[HN Gopher] Git's database internals II: commit history queries
___________________________________________________________________
Git's database internals II: commit history queries
Author : todsacerdoti
Score : 79 points
Date : 2022-08-30 16:01 UTC (6 hours ago)
(HTM) web link (github.blog)
(TXT) w3m dump (github.blog)
| ajross wrote:
| FTA:
|
| > Graph databases need not apply
|
| The previous blog entry had some of the same apologia about
| database theory and why git seems to be breaking rules. This
| seems misplaced to me. Git is a foundational technology of the
| modern internet, used and relied on by... basically everyone to
| do exactly the job for which it was engineered. It's _exactly_
| the place where you 'd expect to see a special-purpose data store
| in use, tuned to exactly the application space where it resides.
|
| That's not to say it's not interesting to talk about graph
| databases or B trees (from the last post) and how they might be
| applied to source control.
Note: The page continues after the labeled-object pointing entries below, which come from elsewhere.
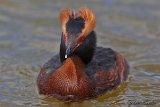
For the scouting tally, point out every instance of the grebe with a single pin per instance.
(81, 70)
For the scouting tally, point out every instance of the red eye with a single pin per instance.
(64, 37)
(82, 38)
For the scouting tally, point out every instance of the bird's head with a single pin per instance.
(77, 33)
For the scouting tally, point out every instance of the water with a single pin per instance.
(30, 35)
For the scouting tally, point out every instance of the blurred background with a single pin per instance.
(30, 33)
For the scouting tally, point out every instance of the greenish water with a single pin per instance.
(30, 33)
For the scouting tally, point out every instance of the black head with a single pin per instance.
(78, 37)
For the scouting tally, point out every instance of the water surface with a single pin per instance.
(30, 33)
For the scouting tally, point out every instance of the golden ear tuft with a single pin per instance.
(90, 20)
(64, 16)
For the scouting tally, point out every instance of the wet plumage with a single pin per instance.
(81, 70)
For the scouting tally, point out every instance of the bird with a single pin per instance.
(81, 70)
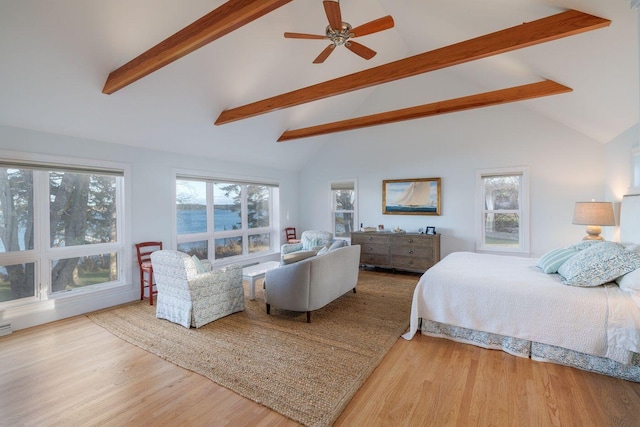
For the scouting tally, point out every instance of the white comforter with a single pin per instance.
(511, 296)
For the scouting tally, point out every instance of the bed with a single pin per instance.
(509, 303)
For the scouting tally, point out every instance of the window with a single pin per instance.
(503, 196)
(59, 230)
(224, 219)
(343, 201)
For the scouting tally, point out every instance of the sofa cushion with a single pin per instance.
(297, 256)
(337, 244)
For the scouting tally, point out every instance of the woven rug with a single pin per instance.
(305, 371)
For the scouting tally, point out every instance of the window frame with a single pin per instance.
(332, 200)
(42, 254)
(523, 198)
(210, 235)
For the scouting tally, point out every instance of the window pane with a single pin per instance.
(259, 243)
(501, 192)
(230, 246)
(17, 281)
(344, 199)
(502, 230)
(191, 206)
(258, 206)
(72, 273)
(82, 208)
(344, 224)
(199, 249)
(227, 207)
(16, 210)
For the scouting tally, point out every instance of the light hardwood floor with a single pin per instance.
(74, 373)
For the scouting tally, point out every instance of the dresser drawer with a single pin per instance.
(362, 238)
(409, 240)
(370, 259)
(409, 263)
(412, 251)
(373, 249)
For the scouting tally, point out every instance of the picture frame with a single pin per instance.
(415, 196)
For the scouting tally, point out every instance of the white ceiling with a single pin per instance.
(56, 56)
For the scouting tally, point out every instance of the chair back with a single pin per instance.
(290, 233)
(312, 239)
(170, 267)
(145, 249)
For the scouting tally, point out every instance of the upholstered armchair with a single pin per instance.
(192, 298)
(310, 240)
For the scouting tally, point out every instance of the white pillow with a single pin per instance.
(323, 251)
(630, 281)
(551, 261)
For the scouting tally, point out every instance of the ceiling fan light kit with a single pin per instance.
(340, 33)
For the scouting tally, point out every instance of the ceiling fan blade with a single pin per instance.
(359, 49)
(303, 36)
(332, 9)
(374, 26)
(324, 54)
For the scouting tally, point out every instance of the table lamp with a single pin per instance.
(593, 214)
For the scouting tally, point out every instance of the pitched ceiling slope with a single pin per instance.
(564, 24)
(57, 55)
(230, 16)
(487, 99)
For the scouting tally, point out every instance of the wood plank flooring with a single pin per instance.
(74, 373)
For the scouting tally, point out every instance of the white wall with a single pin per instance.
(565, 167)
(152, 203)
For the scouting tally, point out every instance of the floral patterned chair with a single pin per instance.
(191, 293)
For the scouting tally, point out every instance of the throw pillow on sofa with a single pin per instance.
(297, 256)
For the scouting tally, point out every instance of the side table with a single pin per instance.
(255, 272)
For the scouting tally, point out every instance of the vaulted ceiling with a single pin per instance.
(56, 57)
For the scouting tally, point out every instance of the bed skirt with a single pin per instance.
(534, 350)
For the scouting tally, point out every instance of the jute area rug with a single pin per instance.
(305, 371)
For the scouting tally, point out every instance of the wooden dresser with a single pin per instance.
(410, 252)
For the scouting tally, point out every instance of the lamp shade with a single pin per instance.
(594, 213)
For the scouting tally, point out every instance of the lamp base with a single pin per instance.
(591, 237)
(593, 233)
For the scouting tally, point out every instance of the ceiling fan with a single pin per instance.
(341, 33)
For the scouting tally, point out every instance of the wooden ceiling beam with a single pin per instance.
(557, 26)
(497, 97)
(229, 17)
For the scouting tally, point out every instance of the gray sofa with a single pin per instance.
(314, 282)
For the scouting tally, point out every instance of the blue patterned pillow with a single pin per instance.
(598, 264)
(552, 260)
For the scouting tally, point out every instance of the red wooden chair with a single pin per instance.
(144, 250)
(291, 235)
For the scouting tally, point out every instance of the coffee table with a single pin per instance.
(255, 272)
But please don't stop in the middle of
| your discussion about git to do it. We know git stands alone,
| tell us how git works.
| ruuda wrote:
| The comment in part I that b-trees are not appropriate because
| Git does not do "live updating" of the packfiles also felt a
| bit misplaced to me. Writing small objects and then aggregating
| them into larger ones when we get too many of them, especially
| with geometric repacks, that sounds a lot like LSM trees, which
| underpin LevelDB and descendants, which in turn are used as the
| storage engine in many newer relational databases. It's not
| b-trees, sure, but there is something that updates with every
| commit, and you want to balance fast lookups, disk usage, and
| write amplification. In that sense Git's use case does not
| sound so special to me at all.
| cryptonector wrote:
| Fossil uses SQL and is very Git-like in many ways (but with an
| opinionated, merge-hap-hap-happy UI), and definitely is graph-
| like in its schema. That tends to prove that, indeed, there's
| nothing that special about Git that makes it not like other
| databases.
|
| Commit metadata is decidedly relational (or, rather, can be
| modeled as such). Commits have zero, one, or two parent commits
| (thinking of root commits as parentless), they have an author,
| a date, a commit synopsis and a commit message, a root object,
| and maybe some other metadata (e.g., who pushed, who signed
| off, etc.). That's all perfectly appropriate for a relational
| DB.
|
| The main issue that has come up over time with Fossil-style
| DVCSes is the size of the metadata you must keep _and_ examine
| to do things like `git log -- some-file`. The metadata size
| issue is always going to be an issue, but maybe an ad-hoc DB
| can wring more compression out than a general purpose DB. Git
| itself had the second problem, and it had to get solved by
| using a Bloom filter to reduce the set of commits that need to
| be examined.
| rzzzt wrote:
| Are octopus merges modeled as successive commits with two
| parents each?
| snvsn wrote:
| One commit with as many parents as merged branches. (A git
| commit can have an arbitrary number of parent commits.)
|
| Try git cat-file -p $SHA
| cryptonector wrote:
| Ok, zero, one, two, or any number of parents. That's even
| easier.
___________________________________________________________________
(page generated 2022-08-30 23:00 UTC)